In the original draft act of 1917 there was no religious exemption and when the Court took up the cases in 1918 the justices rules on that law even though the Congress had amended it to include conscientious objection.
I think that the Cap'n has a point in that other exemptions are being granted and that the administration created a system that would enable religious exemption. But we have no idea how this system is in play. I suspect that because almost all of the applicants have been vaccinated in the past it makes it difficult to prove that the exemption application is meritorious and that the reviewers conclude that the crystalization of belief is masking another purpose. That purpose might be nothing less than a distrust of military judgment (agent orange, drug testing.... etc). It also may be personally sincere, but this is made more difficult because the major faith leaders have not opposed vaccination - I have no idea.
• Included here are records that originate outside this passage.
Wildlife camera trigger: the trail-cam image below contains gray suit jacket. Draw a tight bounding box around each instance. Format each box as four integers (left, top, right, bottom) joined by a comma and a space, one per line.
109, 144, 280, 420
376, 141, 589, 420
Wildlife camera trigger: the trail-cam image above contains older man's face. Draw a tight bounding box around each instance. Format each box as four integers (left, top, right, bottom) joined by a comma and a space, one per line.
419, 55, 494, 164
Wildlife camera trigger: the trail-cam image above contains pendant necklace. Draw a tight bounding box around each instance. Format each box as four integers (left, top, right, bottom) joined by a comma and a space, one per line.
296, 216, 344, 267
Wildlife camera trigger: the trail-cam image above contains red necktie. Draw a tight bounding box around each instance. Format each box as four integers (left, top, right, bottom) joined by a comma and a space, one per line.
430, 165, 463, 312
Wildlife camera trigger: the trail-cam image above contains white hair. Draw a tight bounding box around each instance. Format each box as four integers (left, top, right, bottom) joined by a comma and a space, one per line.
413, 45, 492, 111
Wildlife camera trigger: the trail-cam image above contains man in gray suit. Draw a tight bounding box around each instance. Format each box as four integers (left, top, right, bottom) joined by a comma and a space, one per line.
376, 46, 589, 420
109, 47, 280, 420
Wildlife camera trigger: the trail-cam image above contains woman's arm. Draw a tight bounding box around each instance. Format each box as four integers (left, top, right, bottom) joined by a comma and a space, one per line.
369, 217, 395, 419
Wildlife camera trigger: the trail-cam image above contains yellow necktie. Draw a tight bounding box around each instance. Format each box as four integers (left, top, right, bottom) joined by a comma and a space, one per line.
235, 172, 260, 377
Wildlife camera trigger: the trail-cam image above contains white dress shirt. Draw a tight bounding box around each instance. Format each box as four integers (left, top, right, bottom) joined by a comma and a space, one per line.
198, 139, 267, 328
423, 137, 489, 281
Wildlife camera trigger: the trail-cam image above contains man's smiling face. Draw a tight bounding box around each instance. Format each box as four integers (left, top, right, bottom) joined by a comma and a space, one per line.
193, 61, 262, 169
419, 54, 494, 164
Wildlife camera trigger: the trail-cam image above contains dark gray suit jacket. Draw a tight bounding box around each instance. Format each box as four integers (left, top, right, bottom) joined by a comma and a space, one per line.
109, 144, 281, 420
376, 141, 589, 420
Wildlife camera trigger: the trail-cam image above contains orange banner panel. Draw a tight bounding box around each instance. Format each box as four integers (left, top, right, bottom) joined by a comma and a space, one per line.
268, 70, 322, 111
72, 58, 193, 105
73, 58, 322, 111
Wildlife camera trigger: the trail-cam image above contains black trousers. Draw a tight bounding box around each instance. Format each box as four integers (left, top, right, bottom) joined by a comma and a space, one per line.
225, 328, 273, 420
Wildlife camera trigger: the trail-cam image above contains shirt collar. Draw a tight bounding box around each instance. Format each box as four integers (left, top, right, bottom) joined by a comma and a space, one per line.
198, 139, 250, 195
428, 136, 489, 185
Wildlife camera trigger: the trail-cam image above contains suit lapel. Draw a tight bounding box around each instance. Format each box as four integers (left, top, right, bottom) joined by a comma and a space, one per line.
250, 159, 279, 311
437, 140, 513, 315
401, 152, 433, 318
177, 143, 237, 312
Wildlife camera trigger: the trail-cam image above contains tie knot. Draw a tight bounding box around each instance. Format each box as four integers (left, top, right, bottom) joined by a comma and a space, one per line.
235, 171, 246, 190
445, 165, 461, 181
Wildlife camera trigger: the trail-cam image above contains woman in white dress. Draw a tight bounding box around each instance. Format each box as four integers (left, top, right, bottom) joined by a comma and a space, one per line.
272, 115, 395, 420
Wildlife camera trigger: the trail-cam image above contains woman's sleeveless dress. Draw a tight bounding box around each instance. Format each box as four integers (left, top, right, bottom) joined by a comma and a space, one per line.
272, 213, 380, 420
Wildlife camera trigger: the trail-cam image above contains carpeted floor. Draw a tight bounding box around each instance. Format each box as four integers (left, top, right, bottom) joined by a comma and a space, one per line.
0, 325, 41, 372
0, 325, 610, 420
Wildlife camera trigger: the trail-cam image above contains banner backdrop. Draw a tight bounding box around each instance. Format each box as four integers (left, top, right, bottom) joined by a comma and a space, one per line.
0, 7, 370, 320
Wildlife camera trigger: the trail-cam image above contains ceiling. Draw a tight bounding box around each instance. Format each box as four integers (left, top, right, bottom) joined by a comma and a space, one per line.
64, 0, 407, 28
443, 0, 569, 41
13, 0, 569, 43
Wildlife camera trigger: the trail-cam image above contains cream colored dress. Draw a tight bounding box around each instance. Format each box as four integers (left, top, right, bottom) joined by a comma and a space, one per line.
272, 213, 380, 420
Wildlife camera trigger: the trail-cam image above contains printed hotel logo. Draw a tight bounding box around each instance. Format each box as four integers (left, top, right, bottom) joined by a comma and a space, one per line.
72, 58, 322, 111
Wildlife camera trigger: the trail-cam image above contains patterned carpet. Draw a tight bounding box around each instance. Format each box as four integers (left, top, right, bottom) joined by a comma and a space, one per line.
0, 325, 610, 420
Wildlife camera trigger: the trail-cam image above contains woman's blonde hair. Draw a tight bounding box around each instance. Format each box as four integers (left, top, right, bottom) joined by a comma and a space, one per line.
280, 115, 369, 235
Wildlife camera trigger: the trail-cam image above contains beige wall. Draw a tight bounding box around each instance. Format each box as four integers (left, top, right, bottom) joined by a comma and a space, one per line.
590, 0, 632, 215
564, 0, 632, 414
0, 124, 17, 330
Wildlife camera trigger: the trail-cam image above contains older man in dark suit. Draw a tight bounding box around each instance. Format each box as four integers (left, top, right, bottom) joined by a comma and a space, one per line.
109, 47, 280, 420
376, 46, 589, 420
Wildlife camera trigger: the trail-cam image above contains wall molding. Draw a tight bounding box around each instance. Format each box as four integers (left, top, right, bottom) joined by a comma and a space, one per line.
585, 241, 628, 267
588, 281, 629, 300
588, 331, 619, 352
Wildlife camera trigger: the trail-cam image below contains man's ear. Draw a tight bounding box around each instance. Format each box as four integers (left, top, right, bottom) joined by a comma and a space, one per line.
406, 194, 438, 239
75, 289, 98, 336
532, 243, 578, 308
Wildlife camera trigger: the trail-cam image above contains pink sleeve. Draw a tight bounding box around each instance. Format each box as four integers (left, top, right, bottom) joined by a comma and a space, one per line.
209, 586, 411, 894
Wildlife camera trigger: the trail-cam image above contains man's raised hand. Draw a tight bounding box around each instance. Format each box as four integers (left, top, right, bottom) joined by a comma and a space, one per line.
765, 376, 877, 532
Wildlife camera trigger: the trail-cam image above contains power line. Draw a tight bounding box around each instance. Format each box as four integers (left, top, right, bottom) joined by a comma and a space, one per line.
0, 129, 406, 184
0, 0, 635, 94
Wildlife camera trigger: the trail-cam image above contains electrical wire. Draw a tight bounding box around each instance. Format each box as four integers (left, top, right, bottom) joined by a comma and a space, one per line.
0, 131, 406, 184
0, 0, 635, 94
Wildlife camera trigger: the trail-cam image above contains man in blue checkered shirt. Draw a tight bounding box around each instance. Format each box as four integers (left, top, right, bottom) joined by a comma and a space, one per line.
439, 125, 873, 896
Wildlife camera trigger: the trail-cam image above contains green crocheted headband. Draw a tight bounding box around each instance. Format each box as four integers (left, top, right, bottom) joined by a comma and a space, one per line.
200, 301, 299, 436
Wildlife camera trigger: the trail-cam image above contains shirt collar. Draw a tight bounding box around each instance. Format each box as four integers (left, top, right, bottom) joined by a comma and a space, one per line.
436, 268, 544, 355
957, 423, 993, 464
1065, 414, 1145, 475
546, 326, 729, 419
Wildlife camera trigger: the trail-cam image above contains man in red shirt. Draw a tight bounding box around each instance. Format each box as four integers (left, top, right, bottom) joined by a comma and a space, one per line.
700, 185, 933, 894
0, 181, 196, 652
Yet, to the Cap'n's point about second class treatment. It is true that in the non-military cases, this has been an issue (bowling alleys open but houses of worship closed). I am not sure that works in the military context, and I say this without argument to his point. But rather, the military is governed by the separate society construct and the extent to which military judgments are given extra-credence by the courts has been a part of military law from the beginning.
DOD INSTRUCTION 1300.17, RELIGIOUS LIBERTY IN THE MILITARY SERVICES (2020), is the governing Instruction. In the AF (the branch involved here), AFPD 52-2, ACCOMMODATION OF RELIGIOUS
PRACTICES IN THE AIR FORCE (2020), serves as the policy directive, as implemented by AFI 52-201, RELIGIOUS FREEDOM IN THE
DEPARTMENT OF THE AIR FORCE (2021).
There has been a fair amount of litigation under the RFRA, both in the military and involving federal prisoners. See, e.g., Singh v. Carter, 185 F.Supp.3d 11 (D.D.C. 2016), and Singh v. McHugh, 185 F.Supp.3d 201 (D.D.C. 2016). Albeit somewhat dated, see also, CRS Report, "Military Personnel and Freedom of Religious Expression: Selected Legal Issues." available here:
And, Fitzkee & Letendre, Religion in the Military: Navigating the Channel Between the Religion Clauses, 59 A.F. Law Rev. 1 (2007).